Turning to a few outstanding double 45rpm reissues from ORG, Mendelssohn’s Midsummer Night’s Dream (original London with Peter Maag and the LSO) offered a wonderfully rich, highly detailed palette of tone colors possessing a great sense of movement, dynamic energy, air, and musical aplomb, while, as is consistently the case with this Rega combo, doing so with a feeling that everything simply sounds “right.” Even to the point where you sense that the recording is a bit opaque but nonetheless alive and joyful.

Or, as a wonderful surprise, the day a copy of Jeff Buckley’s one and only official LP, Grace, arrived via post—a welcome if sad reminder of just how serious a loss his all-too early death was. The unusually wide dynamic extremes of Buckley’s music, so well captured here, as was his sweet, multi-octave vocal range and brilliant guitar playing, were handsomely served by the RP10/ Apheta duo. As with the Beatles LPs, here I felt as if I were hearing music at once familiar but oh-so fresh, as if anew. The music all but leapt from my Magnepans with an extraordinary presence, and, yes, I’m repeating myself (as I warned in my opening), a sense of there-ness and life, of flesh-and-blood energy, that makes listening to music with the RP10 as engaging as I’ve ever known.

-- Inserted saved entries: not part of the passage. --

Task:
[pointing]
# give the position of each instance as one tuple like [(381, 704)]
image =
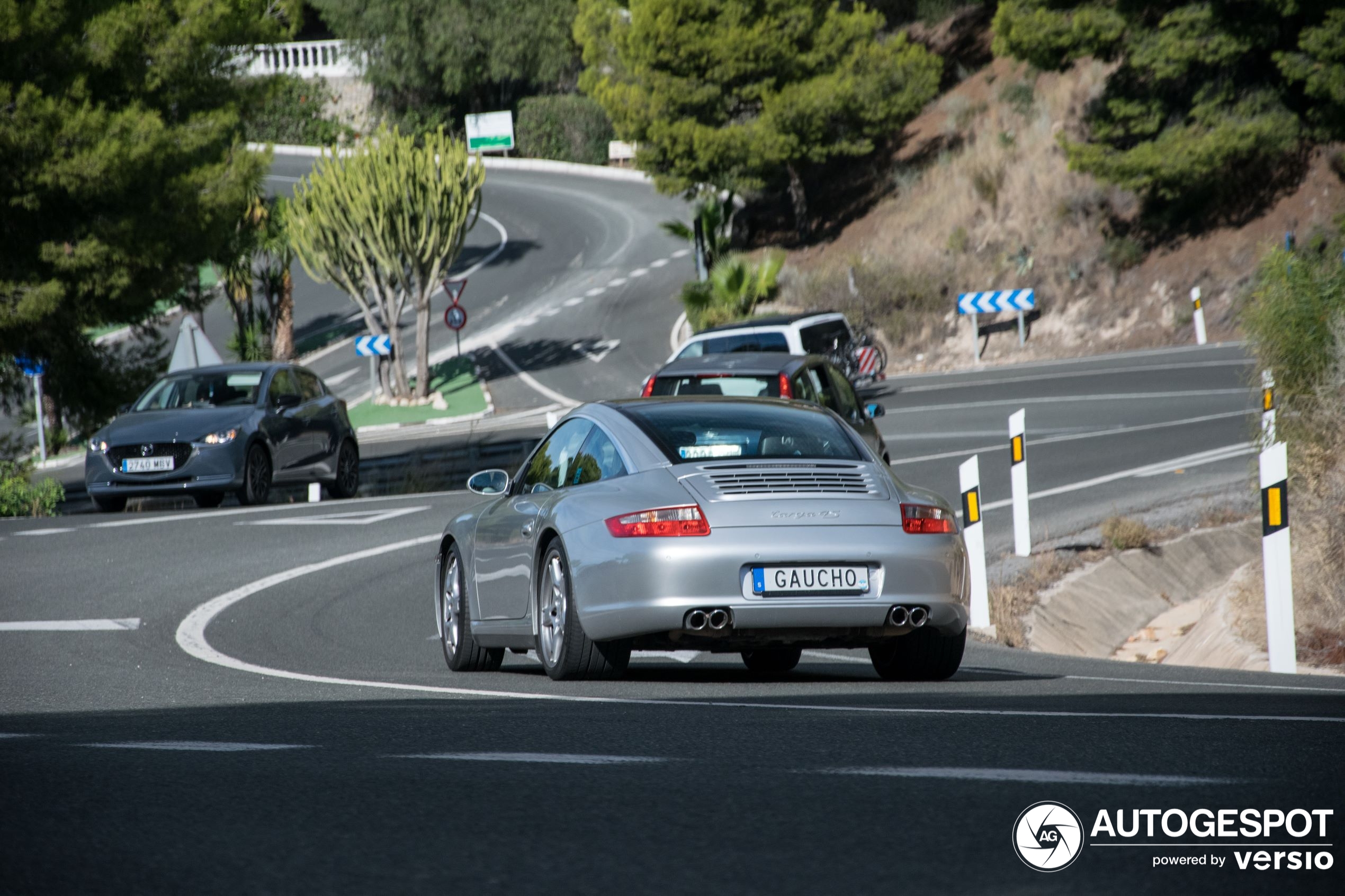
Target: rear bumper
[(649, 587)]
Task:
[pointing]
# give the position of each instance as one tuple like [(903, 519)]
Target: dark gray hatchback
[(213, 430)]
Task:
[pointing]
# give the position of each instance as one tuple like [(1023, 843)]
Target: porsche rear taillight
[(659, 523), (925, 519)]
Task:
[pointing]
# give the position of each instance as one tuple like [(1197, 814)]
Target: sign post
[(1005, 300), (373, 347), (974, 537), (1267, 408), (35, 370), (490, 132), (1197, 316), (1276, 558), (1019, 480)]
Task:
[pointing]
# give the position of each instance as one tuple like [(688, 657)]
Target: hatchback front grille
[(180, 452), (794, 481)]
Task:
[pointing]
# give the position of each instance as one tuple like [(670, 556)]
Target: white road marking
[(205, 746), (1052, 440), (1149, 469), (1057, 400), (191, 638), (71, 625), (556, 758), (934, 387), (352, 518), (1030, 775), (531, 381)]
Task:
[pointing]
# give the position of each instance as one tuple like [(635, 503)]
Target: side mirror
[(489, 483)]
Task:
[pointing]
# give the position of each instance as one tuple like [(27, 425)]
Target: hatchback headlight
[(223, 437)]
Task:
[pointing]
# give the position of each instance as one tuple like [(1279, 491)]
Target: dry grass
[(998, 211), (1126, 533), (1012, 601)]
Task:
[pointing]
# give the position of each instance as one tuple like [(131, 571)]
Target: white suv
[(787, 333)]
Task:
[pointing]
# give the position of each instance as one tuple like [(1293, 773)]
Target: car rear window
[(738, 343), (691, 432), (735, 385)]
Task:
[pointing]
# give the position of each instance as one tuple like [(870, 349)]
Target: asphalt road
[(275, 715)]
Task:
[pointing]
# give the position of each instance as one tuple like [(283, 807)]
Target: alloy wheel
[(553, 607)]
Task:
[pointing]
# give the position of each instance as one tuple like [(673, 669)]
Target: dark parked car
[(803, 378), (212, 430)]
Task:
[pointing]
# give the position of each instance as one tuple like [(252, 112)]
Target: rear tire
[(455, 621), (110, 504), (256, 477), (566, 652), (347, 472), (773, 662), (922, 656)]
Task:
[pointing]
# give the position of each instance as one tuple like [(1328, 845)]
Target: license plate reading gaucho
[(810, 580)]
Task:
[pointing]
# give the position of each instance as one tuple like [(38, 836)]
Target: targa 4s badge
[(1048, 836)]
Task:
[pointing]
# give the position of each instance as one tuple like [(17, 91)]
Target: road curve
[(325, 746)]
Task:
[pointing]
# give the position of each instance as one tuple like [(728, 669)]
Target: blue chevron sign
[(1005, 300), (366, 346)]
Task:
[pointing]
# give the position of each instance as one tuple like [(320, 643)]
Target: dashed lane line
[(191, 638), (71, 625)]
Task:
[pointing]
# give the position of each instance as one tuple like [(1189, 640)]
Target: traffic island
[(458, 393)]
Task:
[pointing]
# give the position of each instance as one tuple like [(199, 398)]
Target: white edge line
[(191, 638)]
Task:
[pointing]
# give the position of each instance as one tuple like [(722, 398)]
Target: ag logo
[(1048, 836)]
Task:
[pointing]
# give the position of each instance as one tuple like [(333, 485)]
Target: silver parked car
[(748, 526)]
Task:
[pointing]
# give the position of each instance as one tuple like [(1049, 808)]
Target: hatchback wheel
[(256, 477), (347, 472), (455, 622), (567, 653)]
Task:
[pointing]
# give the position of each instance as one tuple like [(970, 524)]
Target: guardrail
[(307, 59)]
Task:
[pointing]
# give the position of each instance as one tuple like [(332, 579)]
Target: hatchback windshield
[(736, 385), (216, 388), (712, 430)]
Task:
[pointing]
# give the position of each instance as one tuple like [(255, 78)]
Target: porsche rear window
[(689, 432)]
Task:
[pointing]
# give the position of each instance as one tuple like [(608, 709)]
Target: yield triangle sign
[(352, 518)]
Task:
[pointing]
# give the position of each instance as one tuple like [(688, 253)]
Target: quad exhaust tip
[(913, 617)]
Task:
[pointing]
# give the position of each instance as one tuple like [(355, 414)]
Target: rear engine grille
[(802, 481), (180, 452)]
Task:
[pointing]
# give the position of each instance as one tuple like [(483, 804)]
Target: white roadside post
[(974, 537), (1197, 316), (1267, 408), (1019, 478), (1276, 555)]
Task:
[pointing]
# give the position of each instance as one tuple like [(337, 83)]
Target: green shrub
[(21, 497), (1122, 253), (288, 109), (566, 128)]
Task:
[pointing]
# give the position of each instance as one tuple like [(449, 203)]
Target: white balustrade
[(307, 59)]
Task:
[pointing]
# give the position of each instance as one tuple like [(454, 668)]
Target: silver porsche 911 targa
[(748, 526)]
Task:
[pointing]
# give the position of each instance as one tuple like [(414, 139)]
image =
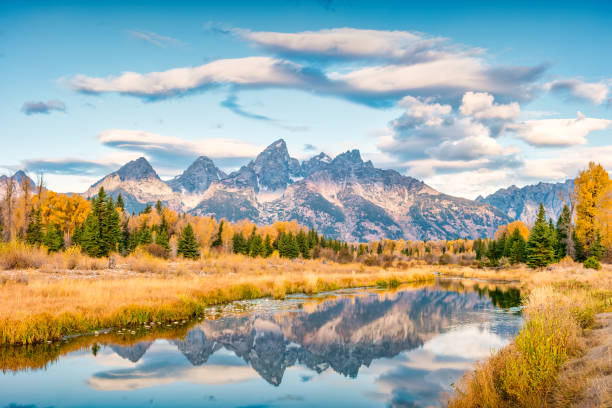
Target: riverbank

I’m sorry to say that I mostly failed to add much to my sonic vocabulary here. And yet the hope is that I did succeed in conveying how, once again, Rega has raised its own bar, and why anyone in the market for a ’table at this level needs to hear the RP10/Apheta before making a final decision. It’s not for tweakers but music lovers, and I’ll tell you this: One danger potential buyers of the RP10 must consider is that, in a world where our time and energies and attention spans are challenged by all manner of social media and other e-distractions, Rega’s brilliant RP10 brings the music home in a way that shuts the door on that cluttered world. A balm? Why, yes.

SPECS & PRICING

Type: Belt drive, unsuspended turntable
Speeds: 33.3, 45
Dimensions: 17.5″ x 14.5″ x 5.5″ (with dustcover)
Weight: 16 lbs.
Price: $6495 with Apheta moving-coil cartridge, $5495 without

THE SOUND ORGANISATION
159 Leslie Street
Dallas, Texas 75207
(972) 234-0182
soundorg.com

Associated Equipment
Sumiko Palos Santos Presentation MC cartridge; Sutherland Engineering N1 and VTL TL5.5II preamps; Primare A34.2 and VTL ST -150 power amplifiers; Magnepan MG 1.7 loudspeakers; Tara Labs Zero interconnects, Omega speaker cables, The One power cords, and BP-10 Power Screen; Finite Elemente Spider equipment racks

By Wayne Garcia

Although I’ve been a wine merchant for the past decade, my career in audio was triggered at age 12 when I heard the Stones’ Get Yer Ya-Ya’s Out! blasting from my future brother-in-law’s giant home-built horn speakers. The sound certainly wasn’t sophisticated, but, man, it sure was exciting.